Brazilian coffee growers are upbeat on prices because they expect a smaller crop next year but they complain that a weak dollar eroded much of the profit from a recent price rally to a 4-1/2 year peak. Some producers in major coffee state Minas Gerais see output plunging in their districts by 40 to 50 percent due to lack of crop care, poor weather and a downturn in the crop cycle of the world's biggest producer and exporter.
But traders talk of output falling only around 12 percent to between 35 million and 40 million 60-kg bags, from guesstimates of some 42 million bags this year.
And last month a senior agriculture ministry official told Reuters in Bahia that output may decline by 14 percent to about 33 million bags, from 38.3 million.
The government's first forecast for the 2005/06 (July/June) crop, which is due after the market close on December 10, will use satellite images and may help quell market speculation.

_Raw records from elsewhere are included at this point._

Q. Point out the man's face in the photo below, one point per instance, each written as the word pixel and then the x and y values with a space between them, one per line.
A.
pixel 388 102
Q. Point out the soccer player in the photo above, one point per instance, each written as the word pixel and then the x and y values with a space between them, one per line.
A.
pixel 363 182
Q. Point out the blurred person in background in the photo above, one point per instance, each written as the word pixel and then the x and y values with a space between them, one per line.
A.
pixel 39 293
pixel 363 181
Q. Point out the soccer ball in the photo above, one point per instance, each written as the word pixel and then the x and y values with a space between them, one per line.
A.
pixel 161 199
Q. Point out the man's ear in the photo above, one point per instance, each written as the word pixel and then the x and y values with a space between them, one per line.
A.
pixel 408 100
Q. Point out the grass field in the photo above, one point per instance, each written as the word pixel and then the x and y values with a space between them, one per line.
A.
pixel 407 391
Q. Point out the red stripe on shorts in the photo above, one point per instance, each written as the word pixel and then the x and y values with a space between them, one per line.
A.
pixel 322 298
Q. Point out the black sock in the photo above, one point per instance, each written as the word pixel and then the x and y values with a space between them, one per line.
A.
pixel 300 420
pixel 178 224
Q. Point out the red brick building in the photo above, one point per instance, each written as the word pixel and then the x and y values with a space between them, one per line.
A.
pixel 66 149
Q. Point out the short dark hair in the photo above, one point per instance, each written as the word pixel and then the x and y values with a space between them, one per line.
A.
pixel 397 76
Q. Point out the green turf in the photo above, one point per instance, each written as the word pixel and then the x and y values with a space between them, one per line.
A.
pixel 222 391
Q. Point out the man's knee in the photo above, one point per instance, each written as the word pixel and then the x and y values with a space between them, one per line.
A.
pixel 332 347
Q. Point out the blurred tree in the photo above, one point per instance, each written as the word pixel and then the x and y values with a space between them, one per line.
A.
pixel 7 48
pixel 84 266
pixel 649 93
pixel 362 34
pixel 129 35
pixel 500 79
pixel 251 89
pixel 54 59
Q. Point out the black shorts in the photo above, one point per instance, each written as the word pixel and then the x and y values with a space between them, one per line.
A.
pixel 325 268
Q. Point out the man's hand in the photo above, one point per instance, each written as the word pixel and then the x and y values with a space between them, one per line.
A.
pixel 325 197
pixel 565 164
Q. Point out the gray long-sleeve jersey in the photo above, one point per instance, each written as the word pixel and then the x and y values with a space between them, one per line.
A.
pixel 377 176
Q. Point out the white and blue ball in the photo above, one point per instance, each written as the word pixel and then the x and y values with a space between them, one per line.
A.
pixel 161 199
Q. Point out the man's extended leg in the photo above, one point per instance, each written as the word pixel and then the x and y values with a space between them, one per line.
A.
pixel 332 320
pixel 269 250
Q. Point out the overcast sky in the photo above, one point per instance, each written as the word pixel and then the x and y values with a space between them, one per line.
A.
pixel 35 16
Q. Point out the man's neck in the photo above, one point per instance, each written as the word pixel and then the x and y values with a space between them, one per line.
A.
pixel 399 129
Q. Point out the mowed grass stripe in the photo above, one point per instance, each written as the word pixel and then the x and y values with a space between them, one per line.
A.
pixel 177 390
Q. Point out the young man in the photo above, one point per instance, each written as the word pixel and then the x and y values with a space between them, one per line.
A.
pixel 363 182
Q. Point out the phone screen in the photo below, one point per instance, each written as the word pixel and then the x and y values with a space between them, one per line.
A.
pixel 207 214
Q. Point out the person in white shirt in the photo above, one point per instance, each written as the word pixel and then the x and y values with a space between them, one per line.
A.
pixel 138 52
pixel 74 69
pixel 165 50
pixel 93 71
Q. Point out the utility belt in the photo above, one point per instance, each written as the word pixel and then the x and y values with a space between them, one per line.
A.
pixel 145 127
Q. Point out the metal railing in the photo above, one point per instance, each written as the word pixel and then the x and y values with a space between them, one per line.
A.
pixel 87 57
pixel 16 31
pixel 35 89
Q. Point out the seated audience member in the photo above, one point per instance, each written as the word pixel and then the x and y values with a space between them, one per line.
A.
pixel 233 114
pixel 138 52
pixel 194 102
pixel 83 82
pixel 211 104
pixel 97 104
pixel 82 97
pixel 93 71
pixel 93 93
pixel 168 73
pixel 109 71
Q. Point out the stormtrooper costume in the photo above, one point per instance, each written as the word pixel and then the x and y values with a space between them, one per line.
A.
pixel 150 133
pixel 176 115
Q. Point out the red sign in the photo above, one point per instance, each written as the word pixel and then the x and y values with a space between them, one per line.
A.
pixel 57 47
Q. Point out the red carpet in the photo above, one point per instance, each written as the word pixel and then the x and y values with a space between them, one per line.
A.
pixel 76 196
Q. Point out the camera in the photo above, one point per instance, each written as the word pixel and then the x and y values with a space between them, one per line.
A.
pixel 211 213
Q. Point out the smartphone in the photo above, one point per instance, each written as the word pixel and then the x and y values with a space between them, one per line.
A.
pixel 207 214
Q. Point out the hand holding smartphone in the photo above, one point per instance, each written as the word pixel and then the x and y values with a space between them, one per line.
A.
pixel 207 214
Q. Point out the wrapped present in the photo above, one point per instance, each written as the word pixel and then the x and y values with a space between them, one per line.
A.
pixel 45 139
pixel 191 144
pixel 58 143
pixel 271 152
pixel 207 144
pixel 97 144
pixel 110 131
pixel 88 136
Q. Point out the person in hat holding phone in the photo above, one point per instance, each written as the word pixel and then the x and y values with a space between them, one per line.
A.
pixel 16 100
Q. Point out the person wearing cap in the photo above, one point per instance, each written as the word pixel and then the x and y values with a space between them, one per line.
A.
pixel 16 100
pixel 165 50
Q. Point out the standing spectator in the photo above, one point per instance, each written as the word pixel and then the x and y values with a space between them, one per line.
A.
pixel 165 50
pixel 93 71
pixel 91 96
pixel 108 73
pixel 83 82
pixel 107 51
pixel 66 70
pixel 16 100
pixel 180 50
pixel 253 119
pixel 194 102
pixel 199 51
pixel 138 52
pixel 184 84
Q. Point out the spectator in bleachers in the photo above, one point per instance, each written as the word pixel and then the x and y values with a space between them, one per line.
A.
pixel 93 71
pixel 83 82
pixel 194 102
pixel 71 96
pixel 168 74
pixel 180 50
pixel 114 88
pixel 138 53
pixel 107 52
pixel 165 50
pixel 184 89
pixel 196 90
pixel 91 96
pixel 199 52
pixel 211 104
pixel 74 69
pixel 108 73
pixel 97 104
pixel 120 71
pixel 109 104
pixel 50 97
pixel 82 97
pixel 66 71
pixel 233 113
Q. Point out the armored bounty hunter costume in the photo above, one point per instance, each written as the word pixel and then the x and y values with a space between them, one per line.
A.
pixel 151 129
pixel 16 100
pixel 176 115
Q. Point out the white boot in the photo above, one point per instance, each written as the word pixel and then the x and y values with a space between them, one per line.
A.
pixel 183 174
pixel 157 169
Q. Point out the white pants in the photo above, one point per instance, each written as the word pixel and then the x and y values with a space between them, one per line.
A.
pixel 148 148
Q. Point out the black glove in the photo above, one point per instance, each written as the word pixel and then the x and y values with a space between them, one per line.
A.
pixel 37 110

"Things might improve a little more because next year's crop is in poor condition and output will be lower," said Manoel Bertone, general director of Brazil's National Coffee Council.
"Higher prices aren't enough to pay off farmer debts or cover the cost of more expensive fertilisers," Bertone said.
He added that the weakness of the dollar eroded much of a near 30 percent increase in price of the dollar-traded commodity over the past month. On Wednesday the real hit 2.70 to the dollar.
But traders said that with fine quality coffee fetching about 270 reais ($100) per bag, growers are now making a profit after four years of misery.
Growers complain that a smaller crop will cut profits.
In south Minas, the country's biggest coffee cooperative Cooxupe expects output to fall by 42 percent to 4.07 million 60-kg bags in 2005/06 due to unfavourable weather, lack of fertilizer and the off-year in the crop cycle.